I’ve been playing around with the “Extra Bytes” of an NSNumber instance and figured out how to fool an NSDictionary into thinking that it is dealing with a real key object. I don’t know know how safe this is to do, but the overhead you save from not having to allocate memory, register with the autorelease pool and sending extra messages makes this a tempting idea.
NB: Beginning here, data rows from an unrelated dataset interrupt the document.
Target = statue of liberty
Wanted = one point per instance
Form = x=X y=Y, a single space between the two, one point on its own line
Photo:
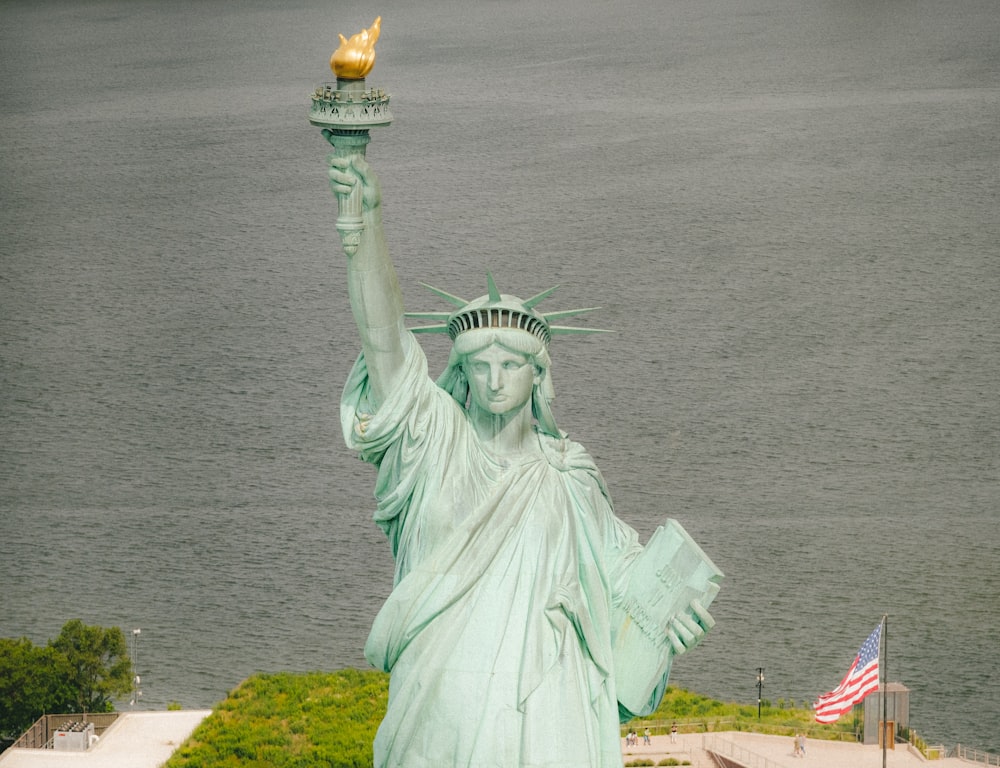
x=526 y=620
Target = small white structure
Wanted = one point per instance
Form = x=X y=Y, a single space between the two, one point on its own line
x=73 y=737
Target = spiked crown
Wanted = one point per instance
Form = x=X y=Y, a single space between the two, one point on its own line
x=496 y=310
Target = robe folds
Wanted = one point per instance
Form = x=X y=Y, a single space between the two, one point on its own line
x=497 y=635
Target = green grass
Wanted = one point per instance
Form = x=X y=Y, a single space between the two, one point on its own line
x=308 y=720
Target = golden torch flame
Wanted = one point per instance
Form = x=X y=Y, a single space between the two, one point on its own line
x=355 y=57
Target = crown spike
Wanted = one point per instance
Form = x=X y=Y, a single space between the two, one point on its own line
x=538 y=298
x=563 y=330
x=560 y=314
x=492 y=287
x=450 y=298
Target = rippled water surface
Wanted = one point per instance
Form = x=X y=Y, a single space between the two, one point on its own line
x=788 y=212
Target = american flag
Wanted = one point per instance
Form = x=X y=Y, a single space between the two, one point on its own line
x=860 y=680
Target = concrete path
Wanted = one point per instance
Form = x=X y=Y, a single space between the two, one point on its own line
x=778 y=752
x=134 y=740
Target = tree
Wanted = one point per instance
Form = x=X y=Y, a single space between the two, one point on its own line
x=99 y=662
x=33 y=681
x=80 y=671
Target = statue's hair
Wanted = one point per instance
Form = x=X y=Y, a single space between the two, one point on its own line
x=455 y=383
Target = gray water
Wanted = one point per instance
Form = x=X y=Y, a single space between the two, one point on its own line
x=787 y=210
I’ve been using NSDictionaries to do most of my hashing, and whenever I’m able to key objects with int values I hate the idea of having to create a bunch of NSNumber instances just for the purpose of providing a key value. FYI, keying a dictionary with NSNumbers makes lookups ten times faster than keying a dictionary with NSStrings. Unless you permanently keep a range of NSNumbers around just to use as keys, you usually have to create a new NSNumber every time you set an object and every time you send an objectForKey message. Maybe there is a better way to hash in Cocoa, so if anyone knows of one, I’m all ears.
Anyways, here’s a structure I came up with that acts like an NSNumber.
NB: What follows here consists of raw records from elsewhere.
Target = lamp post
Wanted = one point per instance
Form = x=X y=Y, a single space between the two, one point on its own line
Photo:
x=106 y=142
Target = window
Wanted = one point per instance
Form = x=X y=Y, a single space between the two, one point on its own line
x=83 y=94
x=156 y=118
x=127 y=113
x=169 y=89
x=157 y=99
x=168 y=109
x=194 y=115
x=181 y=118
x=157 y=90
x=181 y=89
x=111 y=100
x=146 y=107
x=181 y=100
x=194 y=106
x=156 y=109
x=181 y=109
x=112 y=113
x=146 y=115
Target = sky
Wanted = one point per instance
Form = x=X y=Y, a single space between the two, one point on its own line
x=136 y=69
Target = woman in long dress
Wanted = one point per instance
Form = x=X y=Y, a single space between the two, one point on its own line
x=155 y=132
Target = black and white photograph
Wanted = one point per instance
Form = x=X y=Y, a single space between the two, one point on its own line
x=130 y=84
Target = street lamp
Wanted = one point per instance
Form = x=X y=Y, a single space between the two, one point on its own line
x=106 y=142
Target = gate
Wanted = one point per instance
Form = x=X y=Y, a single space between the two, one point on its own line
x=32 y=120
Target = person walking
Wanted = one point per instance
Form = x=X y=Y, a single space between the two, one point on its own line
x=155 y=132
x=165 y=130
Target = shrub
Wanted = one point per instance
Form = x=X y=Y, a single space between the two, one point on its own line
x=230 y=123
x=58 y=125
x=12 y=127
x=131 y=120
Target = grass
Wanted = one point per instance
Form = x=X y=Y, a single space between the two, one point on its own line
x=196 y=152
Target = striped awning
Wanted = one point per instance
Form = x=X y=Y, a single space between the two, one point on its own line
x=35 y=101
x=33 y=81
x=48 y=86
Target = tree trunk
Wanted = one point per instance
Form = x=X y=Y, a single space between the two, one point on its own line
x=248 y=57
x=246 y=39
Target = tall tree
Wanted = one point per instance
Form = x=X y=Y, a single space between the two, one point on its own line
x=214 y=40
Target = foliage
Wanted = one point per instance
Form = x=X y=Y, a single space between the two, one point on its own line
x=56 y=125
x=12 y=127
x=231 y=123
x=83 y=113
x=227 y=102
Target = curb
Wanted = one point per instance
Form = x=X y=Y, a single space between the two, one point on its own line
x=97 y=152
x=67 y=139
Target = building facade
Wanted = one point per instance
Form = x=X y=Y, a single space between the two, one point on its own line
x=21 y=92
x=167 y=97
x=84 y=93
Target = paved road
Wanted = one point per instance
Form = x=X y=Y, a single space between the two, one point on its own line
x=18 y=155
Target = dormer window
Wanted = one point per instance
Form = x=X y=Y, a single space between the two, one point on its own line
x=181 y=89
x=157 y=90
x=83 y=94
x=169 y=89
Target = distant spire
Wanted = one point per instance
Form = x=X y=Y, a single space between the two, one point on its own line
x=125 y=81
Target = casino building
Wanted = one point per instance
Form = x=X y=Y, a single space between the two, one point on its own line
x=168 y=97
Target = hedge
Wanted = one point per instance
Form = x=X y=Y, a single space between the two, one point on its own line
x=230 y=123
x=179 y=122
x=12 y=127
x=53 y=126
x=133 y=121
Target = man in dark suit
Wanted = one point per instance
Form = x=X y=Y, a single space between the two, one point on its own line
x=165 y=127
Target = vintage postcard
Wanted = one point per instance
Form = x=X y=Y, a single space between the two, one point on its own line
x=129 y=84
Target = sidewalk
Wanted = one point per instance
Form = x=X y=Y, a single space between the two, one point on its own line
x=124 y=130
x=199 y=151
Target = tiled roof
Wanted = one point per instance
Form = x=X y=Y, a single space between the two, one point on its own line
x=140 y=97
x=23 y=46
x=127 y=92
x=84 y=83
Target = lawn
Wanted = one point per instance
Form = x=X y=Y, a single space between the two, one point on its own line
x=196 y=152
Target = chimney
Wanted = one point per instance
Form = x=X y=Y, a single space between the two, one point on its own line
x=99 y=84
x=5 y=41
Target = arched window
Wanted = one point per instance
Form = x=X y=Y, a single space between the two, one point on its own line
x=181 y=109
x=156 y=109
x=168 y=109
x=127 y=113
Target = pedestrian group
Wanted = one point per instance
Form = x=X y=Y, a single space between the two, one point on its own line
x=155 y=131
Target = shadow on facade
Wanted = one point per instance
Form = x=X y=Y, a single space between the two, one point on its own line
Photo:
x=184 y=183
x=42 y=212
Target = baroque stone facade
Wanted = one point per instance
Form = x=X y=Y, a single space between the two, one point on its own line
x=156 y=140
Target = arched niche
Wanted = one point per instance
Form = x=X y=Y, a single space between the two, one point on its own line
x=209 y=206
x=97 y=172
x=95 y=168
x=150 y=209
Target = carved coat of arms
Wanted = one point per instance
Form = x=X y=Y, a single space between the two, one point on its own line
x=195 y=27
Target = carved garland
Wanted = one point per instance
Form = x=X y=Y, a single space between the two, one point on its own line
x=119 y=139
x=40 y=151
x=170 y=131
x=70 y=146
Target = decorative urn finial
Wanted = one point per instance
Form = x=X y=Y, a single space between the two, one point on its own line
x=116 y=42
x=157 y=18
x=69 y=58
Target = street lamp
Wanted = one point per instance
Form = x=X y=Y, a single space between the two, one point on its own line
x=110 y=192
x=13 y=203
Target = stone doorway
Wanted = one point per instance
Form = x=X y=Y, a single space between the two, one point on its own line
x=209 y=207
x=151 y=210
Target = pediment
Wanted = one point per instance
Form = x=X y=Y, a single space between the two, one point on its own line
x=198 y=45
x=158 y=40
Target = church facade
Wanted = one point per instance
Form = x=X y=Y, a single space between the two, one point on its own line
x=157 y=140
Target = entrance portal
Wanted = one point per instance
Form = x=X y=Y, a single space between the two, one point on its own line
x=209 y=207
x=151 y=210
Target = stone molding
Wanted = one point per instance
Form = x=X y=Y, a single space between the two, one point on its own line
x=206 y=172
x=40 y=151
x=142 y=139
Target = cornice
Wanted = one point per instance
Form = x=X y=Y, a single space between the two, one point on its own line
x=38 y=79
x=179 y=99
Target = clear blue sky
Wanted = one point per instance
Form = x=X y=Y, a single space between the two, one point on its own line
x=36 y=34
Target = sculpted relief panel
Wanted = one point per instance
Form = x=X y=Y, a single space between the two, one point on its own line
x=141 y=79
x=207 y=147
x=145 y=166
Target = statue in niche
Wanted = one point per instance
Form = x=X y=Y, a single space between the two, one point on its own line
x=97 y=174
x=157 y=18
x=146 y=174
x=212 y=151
typedef struct _UmFakeIntNumber { Class isa; short retain_count; short info; int value; } UmFakeIntNumber;
UmFakeIntNumber UmMakeFakeIntNumber(id number) { int *integerPointer=(int *)number; UmFakeIntNumber fakeNumber; fakeNumber.isa=integerPointer[0]; fakeNumber.retain_count=1; fakeNumber.info=integerPointer[1] & 0xFFFF; fakeNumber.value=[number intValue]; return fakeNumber; }
Below is an example of how to use this structure as an NSNumber object:
UmFakeIntNumber fakeNumberStructure=UmMakeFakeIntNumber([NSNumber numberWithInt:0]); fakeNumberStructure.value=3; id fakeNumberObject=&fakeNumberStructure; NSLog(@”fakeNumberObject: class: %@ value: %i”, NSStringFromClass([fakeNumberObject class]), [fakeNumberObject intValue]); fakeNumberStructure.value=5; NSLog(@”fakeNumberObject: class: %@ value: %i”, NSStringFromClass([fakeNumberObject class]), [fakeNumberObject intValue]);
2003-07-29 18:56:43.869 test[5015] fakeNumberObject: class: NSCFNumber value: 3
2003-07-29 18:56:43.886 test[5015] fakeNumberObject: class: NSCFNumber value: 5
You can use this structure to set the key values for objects you store in a dictionary, and once the object has been set, you are free to change the value member to some other value without having to worry about the dictionary changing the key value for the original object!!!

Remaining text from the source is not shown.